My first girlfriend lived right over there in that line of brown buildings, back in high school. We didn’t go to the same school, though. I was all the way across town at A.Y. Jackson, and she was south of here at William Lyon Mackenzie. Teenage years spent inside a pair of famous Canadians. The 12 KM distance as exotic and daring as a transatlantic romance.
On our first few dates I met her right here at this Esso station because she didn’t want her parents to know she was dating. I’d assumed we were meeting here because she worked nearby or lived in a run-down house she didn’t want me seeing straight away. When she told me it was because of her dad, I put my foot down (look at me, so macho) and insisted I pick her up at her door for our next date. The dictates of chivalry, you know? Only a knight-wannabe nerd like me would be so insistent on bringing forward the Meet The Father event, and he turned out to be a burly, scowling, growling Russian man who scared the crap out of me. So did his dog. Come to think of it, so did his daughter.

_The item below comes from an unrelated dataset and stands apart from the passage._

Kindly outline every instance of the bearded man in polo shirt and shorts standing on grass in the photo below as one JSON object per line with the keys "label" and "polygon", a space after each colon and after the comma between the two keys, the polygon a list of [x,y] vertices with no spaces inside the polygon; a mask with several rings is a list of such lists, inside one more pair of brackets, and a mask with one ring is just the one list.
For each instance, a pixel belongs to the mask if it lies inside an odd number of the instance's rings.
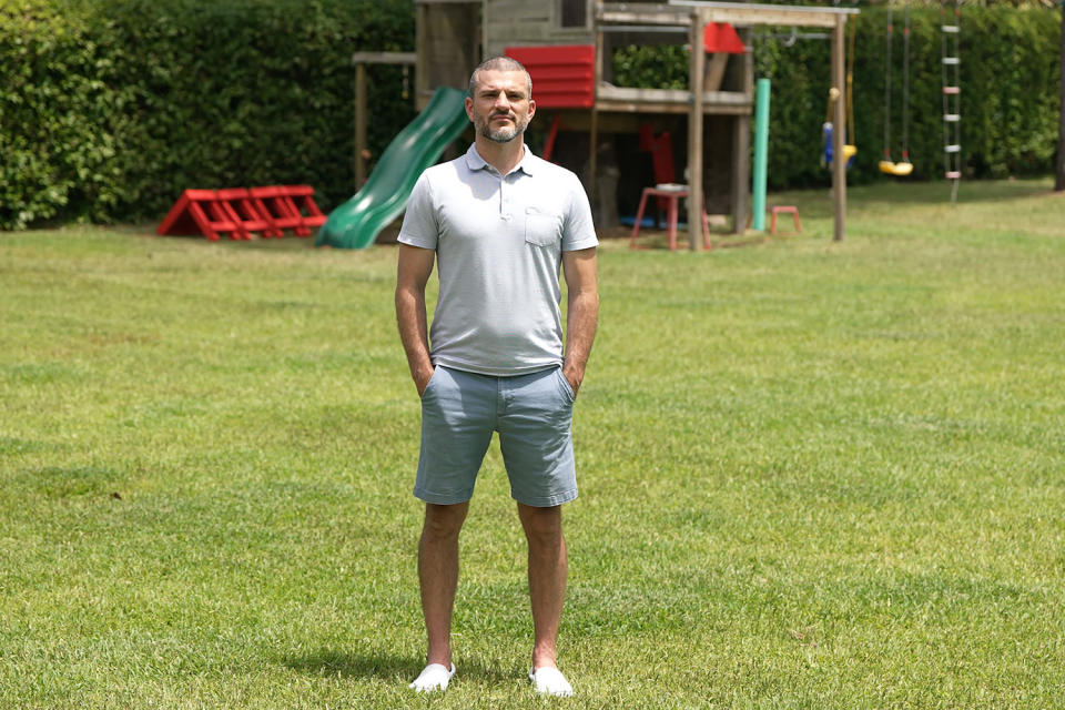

I remember the night before our first date. A drive across town on a dry run. A simple straight shot along Finch Avenue, but what about construction? What if the road isn’t contiguous all the way across the city? What if there is more than one Finch Avenue?! What if EVERY street on that side of the city is called Finch Avenue and nobody speaks English?! What if I’m so nervous I forget how to speak English too?! What if my head explodes because I can’t remember my—BLAM!

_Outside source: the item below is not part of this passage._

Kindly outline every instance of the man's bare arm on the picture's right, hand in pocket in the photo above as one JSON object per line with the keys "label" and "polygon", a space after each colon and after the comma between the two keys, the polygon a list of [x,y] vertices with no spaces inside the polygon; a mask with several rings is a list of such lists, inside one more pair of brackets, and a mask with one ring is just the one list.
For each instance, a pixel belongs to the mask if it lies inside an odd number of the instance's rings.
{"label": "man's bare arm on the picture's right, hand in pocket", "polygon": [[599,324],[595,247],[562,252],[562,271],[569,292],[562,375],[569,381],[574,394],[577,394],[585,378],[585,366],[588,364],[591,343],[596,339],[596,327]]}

There’s the building she lived in, and the elevator lobby in which I so badly fumbled my first kiss. There’s the sidewalk where a few months later I looked at my watch and asked her to be my girlfriend (I’m the sort of guy who doesn’t just want to remember an anniversary, but also the time of the anniversary). There’s the parking lot we often argued in. And there’s the plaza we argued in. And there’s the other plaza we also argued in. Oh, and we argued over there, too.
I thought I’d be awash with nostalgia, internally opining my first love while I wipe my windshield. But 12 KM doesn’t seem so far away any more. I could do that thirty times on this tank.
Dance dance resolution
June 14, 2009 // Link
I just had a group of Ballroom dance teachers over to my house to play Rock Band. My lifestyle is a whole bunch different than I’d thought it’d be back in high school. I like it.
In other music news, I’m currently listening to (streaming) radio. My overstuffed iPods made me forget how nice it is to hear new music. Time to make a shopping list. (Note to idiotic music producers: if you don’t give it away first, we’ll never buy it later; that’s how this works.)
Sunflower cake
June 18, 2009 // Link
I made a birthday cake in the shape of a sunflower today. I’m really chuffed about how it turned out.
Both the flower and the pot are spiral cakes mixing chocolate and vanilla, covered in rolled fondant. Unlike my previous attempt at a carved cake, this time I selected a sponge cake recipe so it’s holding its shape under the weight of the fondant. But just like last time, there was far, far more cake carved off and discarded than ended up in the final result. I really have to try my hand at a less wasteful design.
Wrapping the fondant around the sphere of cake that formed the flower took approximately one hundred billion years of frustration and repeated attempts. And that’s rounding down.
Whomever has their birthday next better be a fan of square cakes. Or better yet, store bought square cakes.